Cloudpipe in Quantum
Cloudpipe support in Quantum will let external users create a secure tunnel into a tenant network.
CloudPipe is special use case for generalized L3 services. However, as a first step, we refactor the current cloudpipe effort into Quantum and obtain Nova parity. The design goal is to have a flexible mechanism for inserting this service.
- Allow an external user to VPN into a network and get an IP address an internal (to the network she VPNs into) IP address for any network.
- Allow a TenantAdmin to create private network topologies and create VPN tunnels from the external network into these networks (which could be edges of a private topology).
- Allow a TenantUser to determine the tunnel details of every virtual network/edge (of the topology).
Target “Quantum:Admin” workflow:
- Allow CloudPipe/VPN access to this user.
Target “Quantum:TenantUser” workflow:
- Specify a cloudpipe image (it could be per network or a fixed cloudpipe image for the entire tenant)
- Retrieve credentials for the cloudpipe.
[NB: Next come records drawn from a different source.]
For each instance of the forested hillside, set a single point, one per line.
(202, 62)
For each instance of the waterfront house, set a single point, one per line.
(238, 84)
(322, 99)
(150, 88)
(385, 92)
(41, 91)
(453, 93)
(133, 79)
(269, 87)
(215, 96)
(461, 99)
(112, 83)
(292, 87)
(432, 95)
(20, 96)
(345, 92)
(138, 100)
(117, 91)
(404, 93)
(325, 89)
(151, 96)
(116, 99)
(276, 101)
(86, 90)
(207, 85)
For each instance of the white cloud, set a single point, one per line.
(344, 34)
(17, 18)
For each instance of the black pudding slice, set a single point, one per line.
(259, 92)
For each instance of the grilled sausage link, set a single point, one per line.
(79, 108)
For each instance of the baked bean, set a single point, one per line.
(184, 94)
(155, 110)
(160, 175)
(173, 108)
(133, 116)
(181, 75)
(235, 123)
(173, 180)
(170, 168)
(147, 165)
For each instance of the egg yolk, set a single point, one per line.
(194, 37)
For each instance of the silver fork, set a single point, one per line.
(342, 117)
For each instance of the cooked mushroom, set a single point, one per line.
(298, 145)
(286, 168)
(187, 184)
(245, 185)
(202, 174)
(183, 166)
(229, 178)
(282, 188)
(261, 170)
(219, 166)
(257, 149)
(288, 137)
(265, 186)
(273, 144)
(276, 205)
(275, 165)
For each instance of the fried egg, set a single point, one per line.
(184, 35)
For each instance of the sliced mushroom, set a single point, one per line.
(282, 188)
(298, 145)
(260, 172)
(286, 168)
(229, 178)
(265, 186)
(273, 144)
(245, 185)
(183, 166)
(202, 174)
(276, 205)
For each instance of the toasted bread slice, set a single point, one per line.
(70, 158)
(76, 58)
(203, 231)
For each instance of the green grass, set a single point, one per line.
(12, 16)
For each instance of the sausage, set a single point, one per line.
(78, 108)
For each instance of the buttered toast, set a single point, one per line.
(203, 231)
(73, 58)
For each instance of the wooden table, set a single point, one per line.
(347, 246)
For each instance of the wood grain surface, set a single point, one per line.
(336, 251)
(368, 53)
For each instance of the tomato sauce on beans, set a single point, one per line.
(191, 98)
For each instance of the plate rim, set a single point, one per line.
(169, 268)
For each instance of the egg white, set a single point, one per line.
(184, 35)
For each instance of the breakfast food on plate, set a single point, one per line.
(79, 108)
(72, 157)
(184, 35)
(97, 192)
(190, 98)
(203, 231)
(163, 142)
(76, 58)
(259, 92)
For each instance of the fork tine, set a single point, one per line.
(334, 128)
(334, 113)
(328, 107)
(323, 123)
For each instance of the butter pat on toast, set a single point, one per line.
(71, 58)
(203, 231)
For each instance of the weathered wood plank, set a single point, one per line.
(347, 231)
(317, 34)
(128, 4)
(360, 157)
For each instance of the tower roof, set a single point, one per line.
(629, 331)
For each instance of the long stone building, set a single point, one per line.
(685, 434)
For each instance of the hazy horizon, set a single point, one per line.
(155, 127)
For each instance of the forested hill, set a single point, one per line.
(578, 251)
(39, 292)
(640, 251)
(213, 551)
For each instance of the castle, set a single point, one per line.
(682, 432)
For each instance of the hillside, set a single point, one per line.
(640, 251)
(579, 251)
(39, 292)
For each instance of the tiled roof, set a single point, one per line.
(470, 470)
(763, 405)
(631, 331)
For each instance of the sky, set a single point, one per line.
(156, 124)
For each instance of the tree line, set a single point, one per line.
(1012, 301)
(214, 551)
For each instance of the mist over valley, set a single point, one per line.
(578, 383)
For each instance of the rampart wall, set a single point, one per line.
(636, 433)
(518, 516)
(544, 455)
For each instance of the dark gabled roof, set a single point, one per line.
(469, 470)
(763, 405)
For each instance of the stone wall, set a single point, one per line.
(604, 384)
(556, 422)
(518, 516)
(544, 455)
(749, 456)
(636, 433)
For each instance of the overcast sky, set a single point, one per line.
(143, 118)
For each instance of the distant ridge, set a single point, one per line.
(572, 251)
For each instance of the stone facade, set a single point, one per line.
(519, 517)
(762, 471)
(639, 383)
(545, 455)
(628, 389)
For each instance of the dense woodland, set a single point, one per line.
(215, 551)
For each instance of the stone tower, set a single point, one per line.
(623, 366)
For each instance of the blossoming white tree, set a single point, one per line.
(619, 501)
- Enable cloudpipe for a given network.
Changes to Quantum:
- API changes to Quantum would include adding attributes to a network upon creation for the cloudpipe. An alternative is to specify it separately (not during creation).
Changes to Nova
- During creation of a VM, pass the handle to a network. This is required because the VM creation process would include a script injection with the parameters that are specific to the network, before the network is even attached by Quantum.
- Hence we need API changes for the above.
How Cloudpipe works today: The details are here... however a short list of steps are as follows (in the context of the VLAN manager):
- For every project, the network manager will assign a single VLAN, and a single subnet
- When a cloudpipe instance is run (e.g. $nova-manage vpn run <project_id> <user_id>), it does a bunch of things including, generating a zip file with a boot script thats executed during bootup of the cloudpipe VM, setting up security groups (to allow ICMP and UDP port 1194 (IANA's port for VPN). Code for this is here.
- The bootscript needs params like IP address config params and other stuff as outlined in this script.
- Once this VM boots, it is placed in the correct VLAN, and given an IP address of x.y.z.2 (reserved for the instance). The bootscript is obtained from the metadata server, unzipped and executed. This has the needed params.
In order for the cloudpipe to work with Quantum, here are some of the changes that are needed:
- Each project can have multiple networks eventually. Thus, potentially we can have a separate cloudpipe for a given network.
- Hence, the cloudpipe instance needs to be brought up on a specified network programmatically.
- This implies we need to change the nova api to have a network handle when instantiating the cloudpipe instance.
- Thus one way would be to pass the network handle into pipelib.py so that when the VPN instance is launched, parameters that are fed into the bootscript template are obtained from the network handle (rather than a fixed network per project).
- Should we have a configurable IP address for the cloudpipe VM (specified via API)?
- Should we have different parameters for each cloudpipe instance?
- Should we assume only one cloudepipe instance per network?